How to Start a Real Estate Business in Thailand
Key Points
- Resilient Real Estate Market: Thailand’s real estate market has bounced back after the pandemic, driven by government initiatives and remote work trends.
- Complex Regulations: Foreigners face challenges like complex legal structures, restrictions on land purchases, and the need to comply with Thai laws.
- Company Setup Process: Setting up a real estate business requires legal documents, shareholder agreements, and permits, especially for development or brokerage work.
Thailand is home to a flourishing real estate market which is watched closely by investors all around the globe.
The market is competitive but rife with opportunities, and there are bargains to be found in all types of properties from urban condos to luxury villas. Many expats have gotten a piece of the action by setting up their own real estate business there.
Properties in Thailand have bounced back from the pandemic, proving the market’s resilience and presenting many opportunities for savvy business people and developers.
The market was buoyed by government initiatives such as the Eastern Economic Corridor project, which aims to use infrastructure to facilitate growth and development.
Meanwhile, Thailand has always been a top destination for digital nomads, and thanks to the rise in remote work, many more have come to the country.
That said, starting a real estate business in Thailand is not all plain sailing.
There are plenty of challenges, such as complex regulations, restrictions on foreigners’ land purchases, and, of course, competition.
This guide will outline the process of starting a real estate business in the kingdom and the kinds of risks and opportunities that are present.
Establishing a real estate company in Thailand
Operating through a real estate company rather than as an individual is essential in Thailand, so you will need to set one up if you don’t have one already.
This makes the legal side of development projects and property transactions much simpler.
Below are the main stages of setting up a business in Thailand.
Theoretically, you could be operational in as little as four weeks, but you should expect it to take longer, especially if you’re doing all the documents yourself and are not using a consultant or agency.
It is worth noting that many foreigners use one to make sure the registration process goes smoothly.
Choose a business structure
There are three main structures you can use for your real estate business in Thailand: a limited liability company, partnership, or joint venture.
Each has its own advantages and disadvantages, which you should discuss with your legal or financial advisors if possible.
However, most foreign businesses are structured as LLCs. This structure only allows you to lose the capital you’ve contributed to the business.
LLCs require three shareholders, a director, and at least two million baht in capital.
The majority of shares should be owned by Thai citizens; however, preference shares can be owned to control more votes.
If you do not have local contacts who can act as nominee shareholders in your company to satisfy the above requirements, agencies or law firms may arrange this for you.
Register your company
This stage requires a number of legal documents and is really where consultants or agents can be very handy.
Documents such as the articles of association, memorandum of association, and shareholder agreements will all have to be submitted to the Department of Business Development or the Ministry of Commerce.
You should then receive a certificate of incorporation and taxpayer number.
You can now open a bank account and register your company for VAT.
This can all be a lot of hassle, but it’s necessary to get started in the business if you ever want to be involved with properties that are not condos.
As an individual, a foreigner cannot simply buy a house for sale in Pattaya, Thailand, because the country prohibits foreigners from buying land. However, you can purchase it through a business.
Licenses and permits
Before you can begin investing in and modernizing your properties, there may be licenses you need to get from the relevant authorities.
This really depends on what your business activities will be.
There is no specific license needed just to open a business in the real estate industry, but there is if you plan to operate as a broker or developer. Construction work may require a permit.

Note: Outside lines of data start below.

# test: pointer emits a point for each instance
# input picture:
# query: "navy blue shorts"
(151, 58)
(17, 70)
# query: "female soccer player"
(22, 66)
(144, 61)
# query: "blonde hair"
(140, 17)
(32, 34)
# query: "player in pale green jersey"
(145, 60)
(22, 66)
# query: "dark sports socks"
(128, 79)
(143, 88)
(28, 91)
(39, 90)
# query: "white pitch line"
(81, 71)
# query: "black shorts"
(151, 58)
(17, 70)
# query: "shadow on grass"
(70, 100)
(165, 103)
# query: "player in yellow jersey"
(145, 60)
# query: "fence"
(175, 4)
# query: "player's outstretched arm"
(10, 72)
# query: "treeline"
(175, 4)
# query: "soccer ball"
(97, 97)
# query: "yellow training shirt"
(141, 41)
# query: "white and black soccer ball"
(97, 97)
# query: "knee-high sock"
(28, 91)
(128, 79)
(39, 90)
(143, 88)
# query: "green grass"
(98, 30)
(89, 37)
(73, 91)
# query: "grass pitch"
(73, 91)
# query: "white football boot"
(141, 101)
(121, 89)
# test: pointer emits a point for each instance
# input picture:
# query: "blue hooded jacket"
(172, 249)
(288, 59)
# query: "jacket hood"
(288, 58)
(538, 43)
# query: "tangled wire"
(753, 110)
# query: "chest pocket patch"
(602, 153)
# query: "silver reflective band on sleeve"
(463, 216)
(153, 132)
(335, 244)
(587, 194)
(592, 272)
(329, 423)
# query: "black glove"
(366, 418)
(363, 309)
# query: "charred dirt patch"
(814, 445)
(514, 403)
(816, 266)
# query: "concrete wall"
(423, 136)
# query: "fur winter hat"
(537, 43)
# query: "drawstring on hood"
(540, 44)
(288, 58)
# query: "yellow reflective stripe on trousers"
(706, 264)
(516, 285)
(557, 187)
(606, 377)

No license is usually required if your business invests in properties for the purpose of letting or refurbishment.
There are, however, a number of required documents which property owners need to provide.
Remain compliant
The Thai legal system can be complex and very bureaucratic.

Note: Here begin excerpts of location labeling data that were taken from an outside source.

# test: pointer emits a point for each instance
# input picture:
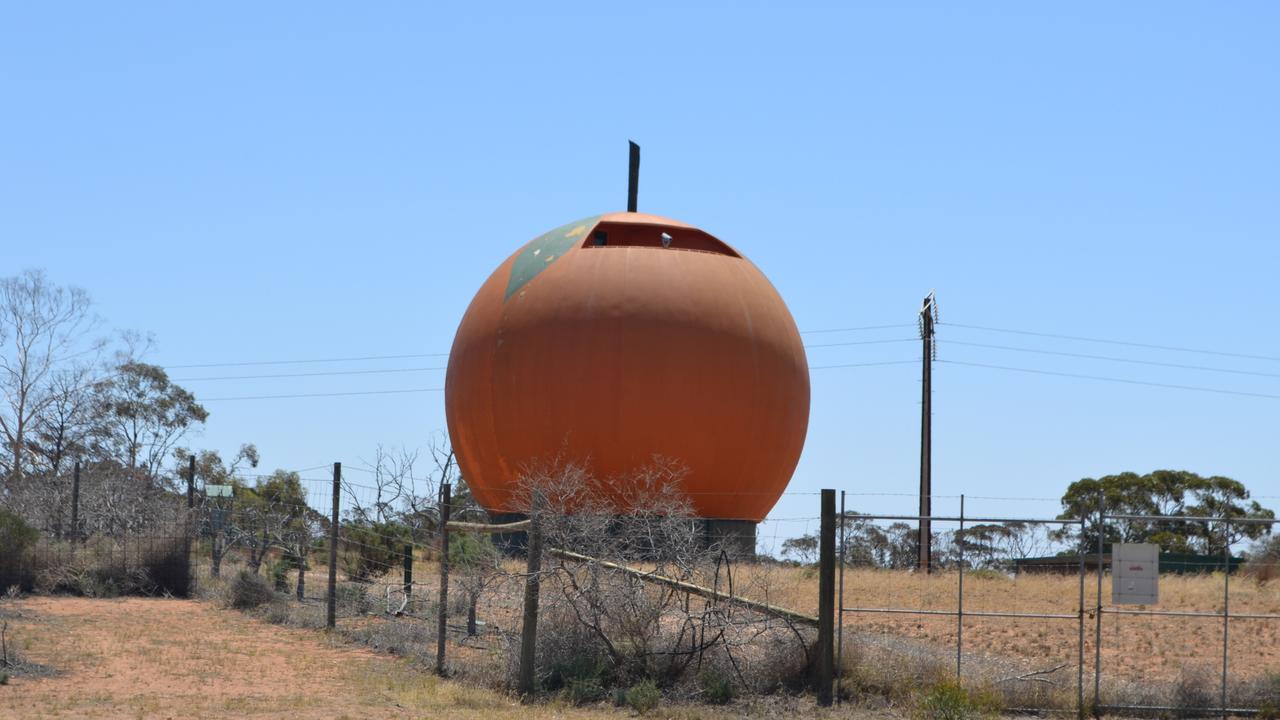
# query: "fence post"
(826, 598)
(1097, 630)
(191, 505)
(408, 572)
(443, 616)
(76, 502)
(840, 602)
(960, 592)
(1226, 600)
(533, 586)
(332, 610)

Unless you want to deal with it more than is strictly necessary, it is important to ensure your business stays compliant with all the relevant laws and regulations.
You will also need a system or legal advisor who can keep you informed of changes so that your business can adapt.
One example of the kind of regulations you will need to adhere to relates to hiring staff if you choose a limited liability company structure.
For every foreigner on the team, you must employ four Thai staff members.
Additionally, an LLC needs to have an additional two million baht in capital for every foreign employee it hires.
How to Start a Real Estate Business in Thailand: Conclusion
Once your company is registered, you can start operating immediately and take advantage of Thailand’s real estate opportunities.
In most cases, even if you want to change your commercial activities to something else, you do not typically have to restart the registration process.